Chapter 970: Story 970: The Hollow Man's Grin
The tunnels breathed.
Draven could hear it—a low, shuddering inhale that rattled the station walls. The girl in white stood motionless, her blackened eye sockets fixed on him. The last thing she had said still rang in his skull.
"Run."
A second breath, closer this time.
The air behind Draven thickened, curling with something unseen yet suffocating. His instincts screamed at him to turn around, to see what had crawled from the void.
He didn't.
Instead, he bolted.
His boots slammed against the cracked stone platform as he sprinted for the rusted exit gate. His fingers brushed the cold metal—
A hand clamped onto his shoulder.
Not a normal hand. Too long. Too many fingers.
Draven whipped around—and found himself face to face with nothing.
The tunnel was empty. The girl in white was gone.
But the shadows rippled, stretching unnaturally toward him. A familiar voice slithered from the darkness, dripping with cruel amusement.
"You can't run, Draven."
The voice wasn't deep. It wasn't a growl. It was light, almost playful—like a child imitating a monster.
The Hollow Man.
Draven's breath hitched as the tunnel warped, shifting around him like it was alive. The once-empty station now teemed with figures standing just beyond the edges of the dim moonlight—not quite visible, but present. Watching.
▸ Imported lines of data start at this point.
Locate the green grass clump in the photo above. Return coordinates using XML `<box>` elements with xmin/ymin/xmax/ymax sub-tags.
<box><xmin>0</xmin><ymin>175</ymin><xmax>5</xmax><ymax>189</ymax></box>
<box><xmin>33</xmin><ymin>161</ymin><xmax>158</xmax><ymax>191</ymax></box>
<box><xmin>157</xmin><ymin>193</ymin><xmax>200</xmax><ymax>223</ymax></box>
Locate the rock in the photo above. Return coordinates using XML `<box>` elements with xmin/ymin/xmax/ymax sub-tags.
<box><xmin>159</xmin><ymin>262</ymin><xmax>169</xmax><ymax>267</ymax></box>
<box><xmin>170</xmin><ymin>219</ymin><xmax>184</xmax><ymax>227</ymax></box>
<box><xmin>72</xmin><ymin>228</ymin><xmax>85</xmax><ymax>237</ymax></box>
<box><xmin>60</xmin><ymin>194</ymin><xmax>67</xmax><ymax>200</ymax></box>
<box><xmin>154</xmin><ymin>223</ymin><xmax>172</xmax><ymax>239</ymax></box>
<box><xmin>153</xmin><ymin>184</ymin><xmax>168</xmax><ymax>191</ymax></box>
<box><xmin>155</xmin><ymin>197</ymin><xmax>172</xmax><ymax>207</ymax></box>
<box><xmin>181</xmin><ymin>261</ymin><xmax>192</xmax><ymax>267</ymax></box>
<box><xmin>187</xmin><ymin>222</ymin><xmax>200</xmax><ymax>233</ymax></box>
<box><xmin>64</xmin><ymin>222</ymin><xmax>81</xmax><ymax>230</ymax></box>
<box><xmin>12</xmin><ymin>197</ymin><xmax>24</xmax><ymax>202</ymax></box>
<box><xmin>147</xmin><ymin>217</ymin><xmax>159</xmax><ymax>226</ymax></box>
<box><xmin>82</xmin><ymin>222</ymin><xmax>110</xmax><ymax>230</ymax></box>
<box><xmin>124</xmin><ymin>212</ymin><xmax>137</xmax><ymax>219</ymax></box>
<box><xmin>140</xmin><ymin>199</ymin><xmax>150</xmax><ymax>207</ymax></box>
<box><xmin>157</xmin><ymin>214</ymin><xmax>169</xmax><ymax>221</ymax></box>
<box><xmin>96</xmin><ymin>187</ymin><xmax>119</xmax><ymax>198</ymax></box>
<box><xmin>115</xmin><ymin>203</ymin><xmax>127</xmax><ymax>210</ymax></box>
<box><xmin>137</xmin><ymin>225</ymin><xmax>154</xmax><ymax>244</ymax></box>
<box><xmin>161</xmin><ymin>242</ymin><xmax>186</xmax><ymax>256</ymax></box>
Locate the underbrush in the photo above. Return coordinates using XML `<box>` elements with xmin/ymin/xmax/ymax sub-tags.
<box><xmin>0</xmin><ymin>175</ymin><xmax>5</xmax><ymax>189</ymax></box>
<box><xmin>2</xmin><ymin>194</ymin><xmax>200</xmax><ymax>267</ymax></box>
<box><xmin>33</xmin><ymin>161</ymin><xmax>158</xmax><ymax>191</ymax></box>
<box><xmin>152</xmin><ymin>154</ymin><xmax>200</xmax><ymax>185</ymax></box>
A dry chuckle drifted from the abyss. "You never left the train, Draven. You only stepped deeper inside."
Draven gritted his teeth. "Then I'll find the damn way out."
The shadows lunged.
Draven barely dodged as an inky clawed limb lashed out, slamming into the stone where he had stood a second ago. He ran, weaving through the shifting corridors of the cursed station.
Doors led to dead ends. Stairs spiraled into voids. The walls pulsed as if they were breathing, shifting, laughing.
The Hollow Man was playing with him.
A shrill giggle echoed in the distance, reverberating through the tunnels.
Then—another voice. Faint, but real.
Mira.
"Draven! Keep moving!"
He twisted toward the sound. A flicker of light in the distance—a doorway, impossibly bright compared to the oppressive gloom. Mira stood there, reaching for him.
But as he ran toward her, her expression twisted in horror.
"Behind you!" she screamed.
Draven didn't turn. He felt the air shift. The shadows lunged again. He dove forward, grasping Mira's hand just as a cold, jagged force raked down his back.
Pain ignited through his body. His vision blurred. But Mira pulled him through—
And the darkness vanished.
Draven collapsed onto solid ground, gasping. The station was gone.
Mira knelt beside him, her face pale. "You saw him, didn't you?"
Draven swallowed hard. "Yeah." He forced himself to sit up, blood staining his shirt. "And he was smiling."